This is a place to discuss Roadmap for Choosing Between Statistical Modeling and Machine learning.
Archive
These comments and replies were made in 2018 using Disqus
on a previous platform used by fharrell.com
.
Danilo Orlando: “to sharpen the discussion by having a somewhat concrete definition of ML as a method without “specialness” of the parameters, that does not make many assumptions about the structure of predictors in relation to the outcome being predicted, and that does not explicitly incorporate uncertainty (e.g., probability distributions) into the analysis”
This leaves me really perplexed… Bayesian models do explicitly incorporate uncertainty.

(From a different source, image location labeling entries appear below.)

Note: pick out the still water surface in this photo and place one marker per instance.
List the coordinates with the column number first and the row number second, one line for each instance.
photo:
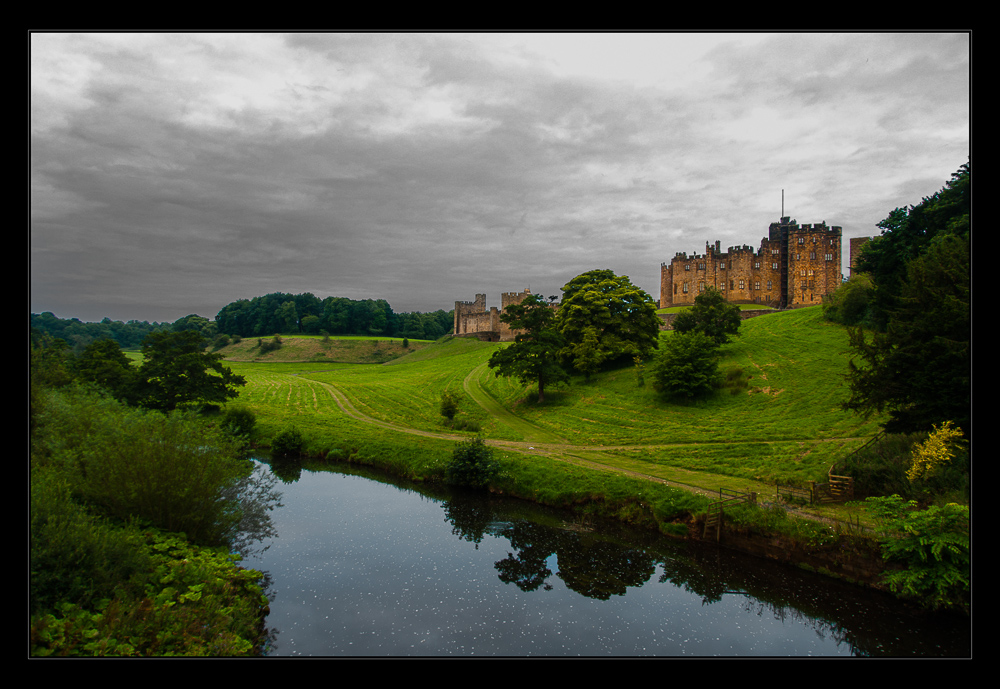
column 365, row 567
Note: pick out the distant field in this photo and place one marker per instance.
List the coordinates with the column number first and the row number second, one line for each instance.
column 786, row 425
column 347, row 349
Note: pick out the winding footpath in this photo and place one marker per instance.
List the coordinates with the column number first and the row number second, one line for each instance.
column 538, row 441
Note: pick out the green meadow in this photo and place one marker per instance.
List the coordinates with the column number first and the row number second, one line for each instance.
column 781, row 422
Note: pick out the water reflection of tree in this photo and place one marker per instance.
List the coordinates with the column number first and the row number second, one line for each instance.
column 590, row 566
column 529, row 568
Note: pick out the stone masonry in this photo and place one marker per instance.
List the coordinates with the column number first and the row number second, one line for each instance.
column 795, row 265
column 473, row 319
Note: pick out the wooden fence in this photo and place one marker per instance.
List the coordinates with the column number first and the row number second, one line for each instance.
column 727, row 498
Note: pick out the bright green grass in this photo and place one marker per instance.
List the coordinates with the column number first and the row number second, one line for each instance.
column 786, row 426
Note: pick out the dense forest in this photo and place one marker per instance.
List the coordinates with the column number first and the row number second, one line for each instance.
column 258, row 317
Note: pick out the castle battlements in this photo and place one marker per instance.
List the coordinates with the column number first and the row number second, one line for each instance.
column 795, row 265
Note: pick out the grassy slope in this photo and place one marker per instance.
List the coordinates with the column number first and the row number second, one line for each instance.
column 787, row 426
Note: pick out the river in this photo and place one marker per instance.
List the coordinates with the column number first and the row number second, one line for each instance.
column 366, row 566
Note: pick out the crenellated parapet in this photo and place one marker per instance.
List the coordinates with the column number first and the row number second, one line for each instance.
column 794, row 265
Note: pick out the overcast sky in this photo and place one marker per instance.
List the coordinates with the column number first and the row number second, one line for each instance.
column 175, row 173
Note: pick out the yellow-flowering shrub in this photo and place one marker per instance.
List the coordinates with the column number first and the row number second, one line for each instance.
column 939, row 449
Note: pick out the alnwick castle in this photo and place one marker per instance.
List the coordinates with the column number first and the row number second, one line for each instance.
column 795, row 265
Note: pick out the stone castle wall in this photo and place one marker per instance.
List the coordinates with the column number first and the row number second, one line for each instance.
column 795, row 265
column 473, row 319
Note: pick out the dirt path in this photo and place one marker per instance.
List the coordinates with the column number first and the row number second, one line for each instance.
column 580, row 455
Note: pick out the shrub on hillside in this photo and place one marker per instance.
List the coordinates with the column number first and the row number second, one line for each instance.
column 239, row 422
column 288, row 443
column 169, row 470
column 472, row 464
column 932, row 547
column 687, row 366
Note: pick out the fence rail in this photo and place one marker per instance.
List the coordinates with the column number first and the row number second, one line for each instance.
column 727, row 498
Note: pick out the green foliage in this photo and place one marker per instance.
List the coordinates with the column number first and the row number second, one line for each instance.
column 473, row 464
column 936, row 453
column 533, row 357
column 848, row 305
column 907, row 233
column 76, row 557
column 176, row 372
column 587, row 355
column 711, row 315
column 932, row 548
column 288, row 442
column 272, row 345
column 880, row 468
column 687, row 366
column 449, row 404
column 167, row 470
column 599, row 304
column 104, row 364
column 196, row 602
column 919, row 371
column 239, row 421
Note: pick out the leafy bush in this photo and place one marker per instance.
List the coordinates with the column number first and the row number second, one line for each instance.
column 687, row 366
column 473, row 464
column 273, row 345
column 74, row 556
column 240, row 422
column 168, row 470
column 198, row 602
column 449, row 404
column 848, row 305
column 932, row 548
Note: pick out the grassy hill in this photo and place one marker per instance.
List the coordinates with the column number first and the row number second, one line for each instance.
column 784, row 425
column 350, row 349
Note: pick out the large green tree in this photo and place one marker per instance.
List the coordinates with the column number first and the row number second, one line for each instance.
column 907, row 233
column 711, row 315
column 916, row 365
column 622, row 317
column 919, row 370
column 687, row 366
column 534, row 355
column 105, row 364
column 177, row 371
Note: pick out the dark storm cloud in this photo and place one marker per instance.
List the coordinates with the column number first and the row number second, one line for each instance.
column 174, row 173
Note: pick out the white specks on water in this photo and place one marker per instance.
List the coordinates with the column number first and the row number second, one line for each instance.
column 365, row 569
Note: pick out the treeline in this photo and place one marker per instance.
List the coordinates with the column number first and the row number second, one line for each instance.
column 259, row 317
column 306, row 313
column 910, row 307
column 78, row 334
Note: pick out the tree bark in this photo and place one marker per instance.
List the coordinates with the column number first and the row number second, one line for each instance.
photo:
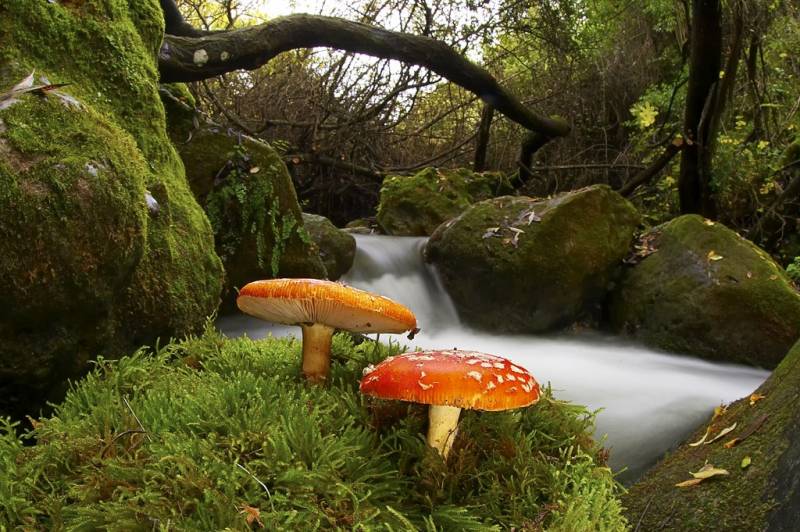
column 185, row 58
column 530, row 145
column 694, row 183
column 651, row 171
column 482, row 143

Frank Harrell: I’m not clear on the dilemma. Bayesian models are not ML they are SMs. And I was referring to basic uncertainties about the outcome variable, e.g., modeling tendencies (probabilities) instead of making choices, plus estimating uncertainties in parameter estimates (in either the frequentist or Bayesian sense).
Danilo Orlando: Ok , if you do not consider LDA, Gaussian Processes or even a simple Bayes Classifier as “part of ML” . I just think you draw a too hard line in this regard.
FH: Guilty as charged. I’m trying to draw a somewhat hard line to facilitate thinking and discussion. Gaussian processes are good examples of how this can get unclear. As an aside, I’d like to see an example where a simple Bayes classifier is compatible with optimal decision making. I’ve never heard anyone claim that linear discriminant analysis (LDA) is part of ML. LDA is as statistical as you can get, and was obsoleted by logistic regression for most purposes. Note that you can get logistic regression using Bayes’ rule to invert LDA. LDA assumes multivariate normality of features, and the posterior probability of class membership given multivariate normality is exactly the logistic model.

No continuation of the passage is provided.